Esta ilustración muestra el radiante de la lluvia de meteoros Eta Acuárida.

Cada año, a partir de mediados de abril, la Tierra, siguiendo su órbita regular, atraviesa este “camino” de polvo y escombros que se separaron del cometa hace cientos de años. A medida que estos desperdicios golpean nuestra atmósfera se queman, y crean las relucientes marcas en el cielo.

A diferencia de la mayoría de las principales lluvias de meteoros anuales, Eta Acuárida no tiene un pico agudo, sino más bien una meseta de buenos índices de observación que duran aproximadamente una semana, la cual comienza su descenso el 7 de mayo y marca la última oportunidad de observar el evento a plenitud.

Franjas de luz

El nombre de este evento –Eta acuárida– se debe a que los meteoros parecieran provenir de esa estrella, un punto que se conoce como el radiante de la lluvia. Eta Acuárida es una de las cuatro estrellas que forman la parte superior de la constelación de Acuario.

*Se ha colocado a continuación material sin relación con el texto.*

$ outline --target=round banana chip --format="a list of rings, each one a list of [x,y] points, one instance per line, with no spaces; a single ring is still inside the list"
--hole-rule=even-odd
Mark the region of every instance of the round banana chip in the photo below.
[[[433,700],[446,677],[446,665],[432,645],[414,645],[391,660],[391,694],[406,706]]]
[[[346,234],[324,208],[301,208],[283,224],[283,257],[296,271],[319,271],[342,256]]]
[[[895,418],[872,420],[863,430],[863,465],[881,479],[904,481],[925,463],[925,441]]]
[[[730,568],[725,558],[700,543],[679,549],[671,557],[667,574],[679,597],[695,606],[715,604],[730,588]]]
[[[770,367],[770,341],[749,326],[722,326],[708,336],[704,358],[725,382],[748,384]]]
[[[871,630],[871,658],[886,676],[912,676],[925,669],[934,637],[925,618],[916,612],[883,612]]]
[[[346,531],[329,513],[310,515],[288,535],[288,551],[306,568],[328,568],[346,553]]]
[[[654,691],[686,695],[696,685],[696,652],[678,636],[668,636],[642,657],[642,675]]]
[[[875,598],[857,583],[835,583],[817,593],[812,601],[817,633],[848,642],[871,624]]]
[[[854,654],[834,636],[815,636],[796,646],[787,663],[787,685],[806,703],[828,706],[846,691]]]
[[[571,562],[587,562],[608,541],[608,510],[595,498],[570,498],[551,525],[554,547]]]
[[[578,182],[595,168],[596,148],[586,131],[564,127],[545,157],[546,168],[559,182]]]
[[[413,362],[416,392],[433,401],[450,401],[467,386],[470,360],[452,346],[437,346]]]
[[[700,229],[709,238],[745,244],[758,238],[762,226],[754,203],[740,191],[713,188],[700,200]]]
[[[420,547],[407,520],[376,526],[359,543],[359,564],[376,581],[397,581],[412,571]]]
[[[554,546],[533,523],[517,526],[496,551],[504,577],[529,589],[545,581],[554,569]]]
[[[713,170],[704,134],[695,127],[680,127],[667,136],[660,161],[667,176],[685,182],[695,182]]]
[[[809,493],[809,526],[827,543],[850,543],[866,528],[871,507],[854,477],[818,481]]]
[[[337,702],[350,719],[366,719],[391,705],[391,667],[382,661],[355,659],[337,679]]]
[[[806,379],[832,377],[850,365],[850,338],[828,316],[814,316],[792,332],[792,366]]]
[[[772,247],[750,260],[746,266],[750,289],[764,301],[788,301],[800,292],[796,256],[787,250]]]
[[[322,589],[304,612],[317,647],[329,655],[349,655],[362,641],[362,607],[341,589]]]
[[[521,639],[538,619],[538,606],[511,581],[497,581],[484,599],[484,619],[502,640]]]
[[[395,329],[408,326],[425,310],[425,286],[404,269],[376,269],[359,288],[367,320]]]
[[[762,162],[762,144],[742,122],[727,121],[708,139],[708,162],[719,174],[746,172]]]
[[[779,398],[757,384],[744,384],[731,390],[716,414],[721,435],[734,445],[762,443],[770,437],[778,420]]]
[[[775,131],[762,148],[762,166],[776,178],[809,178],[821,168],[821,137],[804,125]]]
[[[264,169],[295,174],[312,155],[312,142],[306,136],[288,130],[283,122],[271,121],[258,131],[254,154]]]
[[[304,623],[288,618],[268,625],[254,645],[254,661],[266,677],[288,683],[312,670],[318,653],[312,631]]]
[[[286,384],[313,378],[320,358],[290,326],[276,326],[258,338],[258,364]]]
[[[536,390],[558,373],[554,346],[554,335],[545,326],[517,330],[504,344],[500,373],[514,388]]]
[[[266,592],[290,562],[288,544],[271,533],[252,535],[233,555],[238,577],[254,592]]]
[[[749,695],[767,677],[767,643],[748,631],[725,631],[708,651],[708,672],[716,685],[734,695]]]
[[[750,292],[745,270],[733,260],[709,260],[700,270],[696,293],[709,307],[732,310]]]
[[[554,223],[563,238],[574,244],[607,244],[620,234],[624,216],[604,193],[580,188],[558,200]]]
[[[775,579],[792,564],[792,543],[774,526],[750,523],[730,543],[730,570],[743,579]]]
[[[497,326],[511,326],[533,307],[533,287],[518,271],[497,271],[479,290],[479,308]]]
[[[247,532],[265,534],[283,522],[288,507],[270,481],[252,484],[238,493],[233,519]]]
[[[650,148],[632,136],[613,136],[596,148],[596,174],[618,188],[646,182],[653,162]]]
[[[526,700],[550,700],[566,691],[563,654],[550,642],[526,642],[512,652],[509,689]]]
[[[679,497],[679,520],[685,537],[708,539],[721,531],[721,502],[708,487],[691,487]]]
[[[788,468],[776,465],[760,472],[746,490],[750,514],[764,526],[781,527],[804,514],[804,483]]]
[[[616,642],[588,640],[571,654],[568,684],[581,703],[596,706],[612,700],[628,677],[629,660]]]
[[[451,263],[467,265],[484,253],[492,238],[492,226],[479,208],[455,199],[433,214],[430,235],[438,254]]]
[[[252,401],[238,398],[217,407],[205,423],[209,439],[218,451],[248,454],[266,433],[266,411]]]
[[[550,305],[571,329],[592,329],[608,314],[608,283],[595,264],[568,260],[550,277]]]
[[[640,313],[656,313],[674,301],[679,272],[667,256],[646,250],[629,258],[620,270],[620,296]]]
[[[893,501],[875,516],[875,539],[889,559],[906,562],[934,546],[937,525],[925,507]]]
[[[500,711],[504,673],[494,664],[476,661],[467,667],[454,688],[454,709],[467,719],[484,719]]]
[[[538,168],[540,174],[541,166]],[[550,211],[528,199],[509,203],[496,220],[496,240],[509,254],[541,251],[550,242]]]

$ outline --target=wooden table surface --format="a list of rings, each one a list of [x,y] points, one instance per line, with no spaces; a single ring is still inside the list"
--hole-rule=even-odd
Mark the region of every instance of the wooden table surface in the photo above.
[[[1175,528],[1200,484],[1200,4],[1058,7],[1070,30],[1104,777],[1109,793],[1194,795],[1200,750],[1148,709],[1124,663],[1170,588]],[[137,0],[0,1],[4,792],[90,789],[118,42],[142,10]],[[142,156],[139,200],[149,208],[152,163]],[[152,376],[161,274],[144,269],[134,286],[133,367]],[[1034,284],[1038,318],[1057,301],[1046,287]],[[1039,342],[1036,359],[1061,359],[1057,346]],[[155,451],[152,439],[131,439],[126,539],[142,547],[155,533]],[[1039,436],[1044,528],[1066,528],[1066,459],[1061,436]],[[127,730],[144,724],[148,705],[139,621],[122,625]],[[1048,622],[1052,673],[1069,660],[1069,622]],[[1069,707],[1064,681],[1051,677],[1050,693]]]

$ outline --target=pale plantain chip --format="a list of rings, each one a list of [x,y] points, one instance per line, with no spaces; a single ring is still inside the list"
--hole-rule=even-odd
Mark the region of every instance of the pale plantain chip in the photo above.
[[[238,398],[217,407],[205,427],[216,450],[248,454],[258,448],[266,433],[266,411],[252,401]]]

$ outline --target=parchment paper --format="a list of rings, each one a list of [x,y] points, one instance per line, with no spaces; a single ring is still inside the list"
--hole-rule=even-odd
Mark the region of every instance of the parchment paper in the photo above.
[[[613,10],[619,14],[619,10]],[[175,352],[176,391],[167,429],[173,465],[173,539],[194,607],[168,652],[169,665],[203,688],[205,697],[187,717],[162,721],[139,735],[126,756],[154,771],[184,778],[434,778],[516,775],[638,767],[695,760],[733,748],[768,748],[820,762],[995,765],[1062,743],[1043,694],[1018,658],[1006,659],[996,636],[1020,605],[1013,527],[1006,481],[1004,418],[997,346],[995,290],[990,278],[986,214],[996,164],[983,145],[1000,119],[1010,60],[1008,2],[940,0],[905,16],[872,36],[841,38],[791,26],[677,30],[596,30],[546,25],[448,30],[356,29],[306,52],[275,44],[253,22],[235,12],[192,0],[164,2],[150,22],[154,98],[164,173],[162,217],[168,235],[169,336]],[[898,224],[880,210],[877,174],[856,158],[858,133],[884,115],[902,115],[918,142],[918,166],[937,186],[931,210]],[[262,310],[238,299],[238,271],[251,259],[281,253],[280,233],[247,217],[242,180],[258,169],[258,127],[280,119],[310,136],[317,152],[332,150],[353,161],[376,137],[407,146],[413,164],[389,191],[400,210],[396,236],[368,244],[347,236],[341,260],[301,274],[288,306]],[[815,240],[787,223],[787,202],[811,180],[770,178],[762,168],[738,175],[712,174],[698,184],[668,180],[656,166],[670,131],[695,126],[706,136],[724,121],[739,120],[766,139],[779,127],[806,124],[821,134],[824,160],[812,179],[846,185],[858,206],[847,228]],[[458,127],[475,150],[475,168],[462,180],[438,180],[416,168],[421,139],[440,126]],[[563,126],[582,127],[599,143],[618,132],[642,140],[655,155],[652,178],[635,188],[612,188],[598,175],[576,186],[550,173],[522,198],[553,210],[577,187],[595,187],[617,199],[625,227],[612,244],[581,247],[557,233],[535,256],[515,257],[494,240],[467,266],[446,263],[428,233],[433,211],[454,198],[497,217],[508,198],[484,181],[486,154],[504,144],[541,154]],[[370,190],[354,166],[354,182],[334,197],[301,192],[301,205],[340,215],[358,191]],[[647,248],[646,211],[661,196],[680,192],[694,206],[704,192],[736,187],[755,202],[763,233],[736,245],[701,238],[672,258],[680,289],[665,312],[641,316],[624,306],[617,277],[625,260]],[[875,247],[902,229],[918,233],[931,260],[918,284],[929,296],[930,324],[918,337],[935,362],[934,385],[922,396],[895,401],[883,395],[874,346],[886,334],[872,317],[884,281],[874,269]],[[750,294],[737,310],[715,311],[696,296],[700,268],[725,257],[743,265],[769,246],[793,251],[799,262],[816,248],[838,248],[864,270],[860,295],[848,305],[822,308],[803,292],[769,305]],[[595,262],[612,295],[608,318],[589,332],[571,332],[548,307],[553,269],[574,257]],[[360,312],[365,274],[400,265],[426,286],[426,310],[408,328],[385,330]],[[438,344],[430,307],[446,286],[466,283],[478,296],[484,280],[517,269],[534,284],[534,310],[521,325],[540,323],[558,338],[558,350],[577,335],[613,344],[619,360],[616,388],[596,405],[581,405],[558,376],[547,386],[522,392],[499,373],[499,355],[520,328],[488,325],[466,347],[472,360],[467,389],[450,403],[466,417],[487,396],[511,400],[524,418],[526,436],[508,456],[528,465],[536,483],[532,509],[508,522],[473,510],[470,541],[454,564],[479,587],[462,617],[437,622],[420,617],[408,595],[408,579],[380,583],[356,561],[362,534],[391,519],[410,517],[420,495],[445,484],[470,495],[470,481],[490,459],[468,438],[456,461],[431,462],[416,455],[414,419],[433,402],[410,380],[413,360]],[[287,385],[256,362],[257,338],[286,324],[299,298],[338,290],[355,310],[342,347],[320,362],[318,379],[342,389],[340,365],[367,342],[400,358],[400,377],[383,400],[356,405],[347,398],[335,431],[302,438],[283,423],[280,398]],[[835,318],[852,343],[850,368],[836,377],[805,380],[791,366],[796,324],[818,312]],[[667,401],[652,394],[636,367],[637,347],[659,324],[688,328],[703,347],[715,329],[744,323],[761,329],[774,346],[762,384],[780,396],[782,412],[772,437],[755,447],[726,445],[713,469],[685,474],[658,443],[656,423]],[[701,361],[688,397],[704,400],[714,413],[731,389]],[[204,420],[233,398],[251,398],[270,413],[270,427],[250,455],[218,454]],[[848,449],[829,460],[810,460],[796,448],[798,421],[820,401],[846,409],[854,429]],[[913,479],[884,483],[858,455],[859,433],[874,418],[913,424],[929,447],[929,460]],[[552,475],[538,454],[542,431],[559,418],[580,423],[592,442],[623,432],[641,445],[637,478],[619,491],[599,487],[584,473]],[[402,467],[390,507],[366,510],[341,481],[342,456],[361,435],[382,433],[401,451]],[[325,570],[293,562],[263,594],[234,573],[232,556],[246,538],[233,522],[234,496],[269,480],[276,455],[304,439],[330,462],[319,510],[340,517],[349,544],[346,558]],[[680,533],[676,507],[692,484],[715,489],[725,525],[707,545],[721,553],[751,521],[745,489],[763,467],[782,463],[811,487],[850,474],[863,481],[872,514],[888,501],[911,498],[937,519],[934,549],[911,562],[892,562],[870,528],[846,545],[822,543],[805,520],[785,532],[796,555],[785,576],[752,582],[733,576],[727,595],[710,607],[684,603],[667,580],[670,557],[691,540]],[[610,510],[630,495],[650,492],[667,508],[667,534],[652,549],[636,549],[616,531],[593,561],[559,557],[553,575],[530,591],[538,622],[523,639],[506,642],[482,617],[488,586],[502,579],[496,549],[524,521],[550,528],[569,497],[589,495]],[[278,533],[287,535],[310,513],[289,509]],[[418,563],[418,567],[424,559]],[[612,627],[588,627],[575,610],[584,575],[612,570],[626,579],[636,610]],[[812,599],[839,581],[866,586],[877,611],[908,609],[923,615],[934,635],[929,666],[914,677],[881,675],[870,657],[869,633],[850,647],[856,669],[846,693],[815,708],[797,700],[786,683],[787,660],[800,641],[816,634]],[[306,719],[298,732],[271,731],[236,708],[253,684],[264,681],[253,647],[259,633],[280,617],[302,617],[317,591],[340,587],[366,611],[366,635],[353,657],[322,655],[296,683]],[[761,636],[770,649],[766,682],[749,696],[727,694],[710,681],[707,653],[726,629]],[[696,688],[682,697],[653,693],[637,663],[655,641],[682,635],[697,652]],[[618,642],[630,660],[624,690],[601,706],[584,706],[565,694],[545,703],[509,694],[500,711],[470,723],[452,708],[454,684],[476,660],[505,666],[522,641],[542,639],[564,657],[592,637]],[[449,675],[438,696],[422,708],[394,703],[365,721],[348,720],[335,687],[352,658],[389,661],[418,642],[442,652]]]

Eta Acuárida no tiene un pico agudo, sino más bien una meseta de buenos índices de observación.

Aunque los espectadores que se encuentren cerca del ecuador y en el hemisferio sur tendrán la mejor vista, las personas ubicadas en latitudes boreales tendrán que mirar cerca del horizonte para capturar estos meteoros, preparándose para ver menos, pero más impresionantes franjas de luz.

Para una visualización óptima, los expertos de la NASA recomiendan ubicarse en un lugar alejado de las luces de la calle y permitir que los ojos se adapten a la oscuridad durante unos 30 minutos. Una vez que comiencen los Eta Acuáridas, durarán hasta el amanecer.